The third seed used his experience to dominate Sinner in the early exchanges, playing closer to the baseline and rushing his opponent. So often a disciplined baseline hitter who finds safety in taking up a deep stance at the back of the court, Medvedev stepped in and attacked Sinner, creating angles and stunning the Italian with a series of winners. His flat backhand had a jarring effect against Sinner’s crisp groundstrokes and Medvedev built on his attacking start, breaking Sinner’s serve for the second time to close out the first set.

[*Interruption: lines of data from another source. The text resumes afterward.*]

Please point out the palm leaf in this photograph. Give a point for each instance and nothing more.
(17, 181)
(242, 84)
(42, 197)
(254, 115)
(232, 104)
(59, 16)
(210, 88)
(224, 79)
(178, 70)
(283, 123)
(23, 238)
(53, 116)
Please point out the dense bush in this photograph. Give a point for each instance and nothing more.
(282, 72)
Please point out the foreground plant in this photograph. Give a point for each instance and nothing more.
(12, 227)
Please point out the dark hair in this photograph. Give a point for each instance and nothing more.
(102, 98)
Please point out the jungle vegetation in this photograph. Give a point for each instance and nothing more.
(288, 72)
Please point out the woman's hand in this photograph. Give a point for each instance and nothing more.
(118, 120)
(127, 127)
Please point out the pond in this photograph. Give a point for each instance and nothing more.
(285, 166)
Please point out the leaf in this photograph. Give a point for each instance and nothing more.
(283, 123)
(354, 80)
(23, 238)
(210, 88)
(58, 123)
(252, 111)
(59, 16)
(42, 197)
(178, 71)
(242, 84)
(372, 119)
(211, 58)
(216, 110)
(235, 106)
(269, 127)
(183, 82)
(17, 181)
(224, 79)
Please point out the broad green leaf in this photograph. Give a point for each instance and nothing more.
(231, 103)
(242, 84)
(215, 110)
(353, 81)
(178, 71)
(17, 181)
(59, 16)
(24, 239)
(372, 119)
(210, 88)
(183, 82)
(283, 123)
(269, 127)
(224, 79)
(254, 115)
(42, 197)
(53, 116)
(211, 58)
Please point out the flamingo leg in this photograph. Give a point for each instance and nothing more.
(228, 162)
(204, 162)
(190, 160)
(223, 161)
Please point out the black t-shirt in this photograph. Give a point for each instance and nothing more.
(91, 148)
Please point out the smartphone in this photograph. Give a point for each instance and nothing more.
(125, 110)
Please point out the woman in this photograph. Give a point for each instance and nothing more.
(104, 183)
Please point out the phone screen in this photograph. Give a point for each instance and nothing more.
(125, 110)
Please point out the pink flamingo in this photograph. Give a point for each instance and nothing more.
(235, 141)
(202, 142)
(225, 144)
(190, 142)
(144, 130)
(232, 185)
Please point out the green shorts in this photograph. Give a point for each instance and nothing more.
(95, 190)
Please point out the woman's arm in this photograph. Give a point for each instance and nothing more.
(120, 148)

As Medvedev cruised through his service games, Sinner faced a constant battle to hold. With the pressure from Medvedev unrelenting, Sinner was broken again midway through the second set as the Russian suffocated his opponent at the net and closed the court with his long reach. From the calm and control he had exerted throughout the tournament, the 22-year-old was made to appear hurried and anxious in the rallies. Unable to find rhythm in his service games, Sinner made uncharacteristic errors and Medvedev leapt on the hesitancy to continue his aggressive approach. With Sinner spiralling, Medvedev took the double break after a horrid game from the Italian.

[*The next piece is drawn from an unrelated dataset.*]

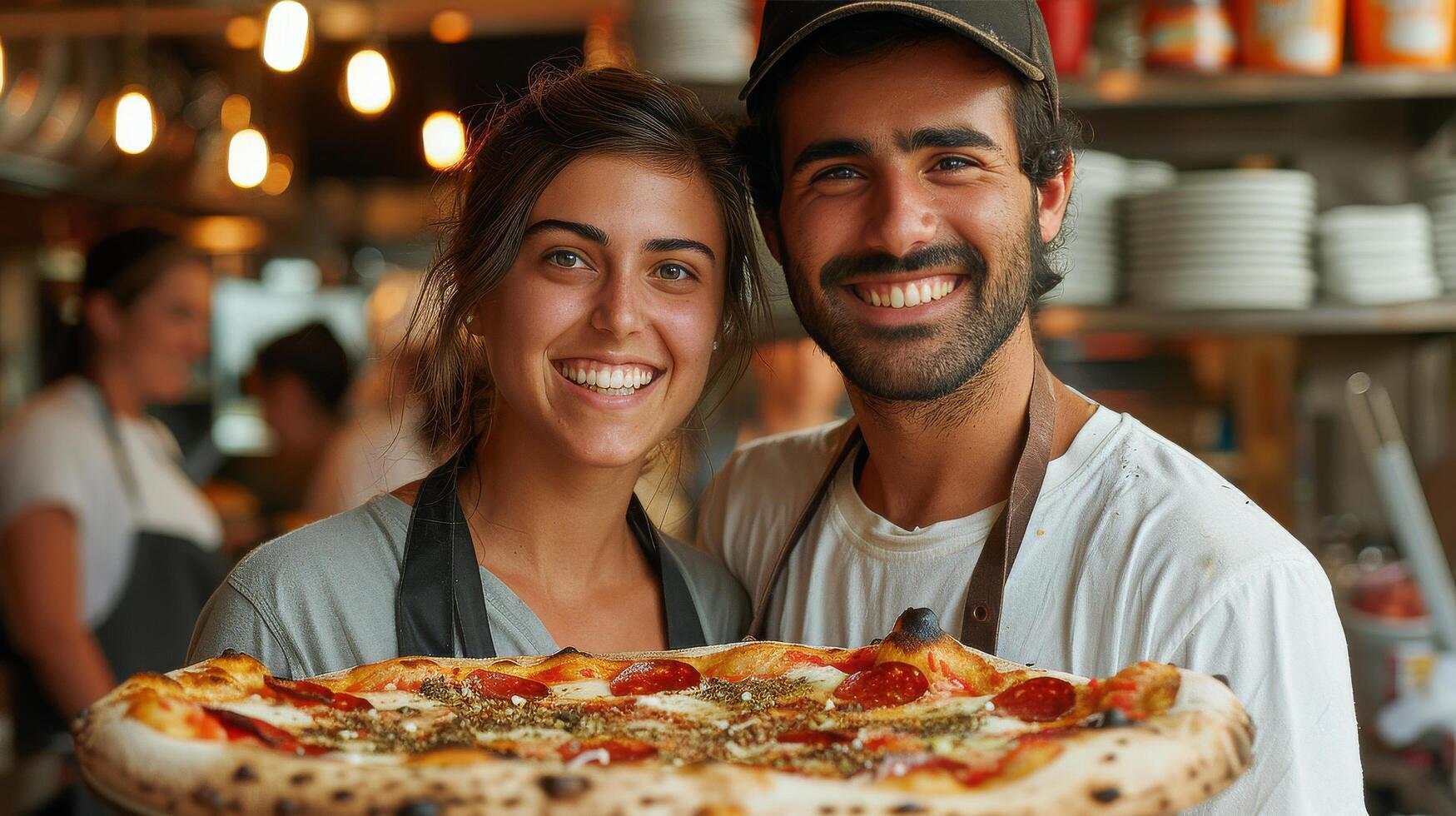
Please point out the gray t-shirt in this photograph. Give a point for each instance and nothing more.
(322, 598)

Despite losing the second set, Sinner rallied back and broke Medvedev’s serve for the first time in the match after squeezing a couple of passing shots by the Medvedev wall. Undeterred by the sizable hole he was in, Sinner slowly grew into the match as his serving improved. As he reeled off a series of increasingly comfortable holds, winning a succession of points behind his steadying first serve, Sinner added pace to his forehand and found greater success in the baseline rallies.
While Medvedev’s level dropped, Sinner’s gradually increased to meet his opponent. With both players dominating behind their serve at the business end of the third, Sinner put a missed opportunity behind him to break Medvedev on his second set point. With his backhand having adjusted to Medvedev’s awkward trajectory, Sinner forced the fourth and the Russian started to stare at another catastrophic collapse in a grand slam final. Medvedev had survived three gruelling five-set matches to reach the final, including from two sets down against Emil Ruusuvuori in the second round and Alexander Zverev in the semi-finals, and his legs were becoming heavy as he faced another marathon battle.
With the momentum behind him, Sinner’s cleaner hitting gave the Italian a clear advantage in the longer rallies and Medvedev found he could no longer finish the points early or on his terms. Medvedev was forced to hang on as Sinner stepped up the heaviness of his forehand strike, saving break point early in the fourth as the Russian turned defence into attack with a backhand winner down the line. Sinner responded from 0-30 down and saved break point with an ace, before holding with a forehand winner and another thunderous serve. With the match now being dictated by Sinner’s forehand, the Italian broke Medvedev to force a fifth set with a series of punishing blows.
As Medvedev was pushed to his physical and mental limits, Sinner sensed his chance at the start of the fifth: he outlasted Medvedev in an epic 39-shot rally in the opening game, with Medvedev doubling over in exhaustion. As he brought up two break points midway through the fifth, Sinner attacked Medvedev’s serve with an aggressive return and whipped his forehand winner onto the line from midcourt. Edging closer to victory, Sinner’s serve remained steady and he moved to match point. With Medvedev pushed behind the baseline, his spirit drained, Sinner unloaded on his forehand and his ascension to grand slam champion was complete.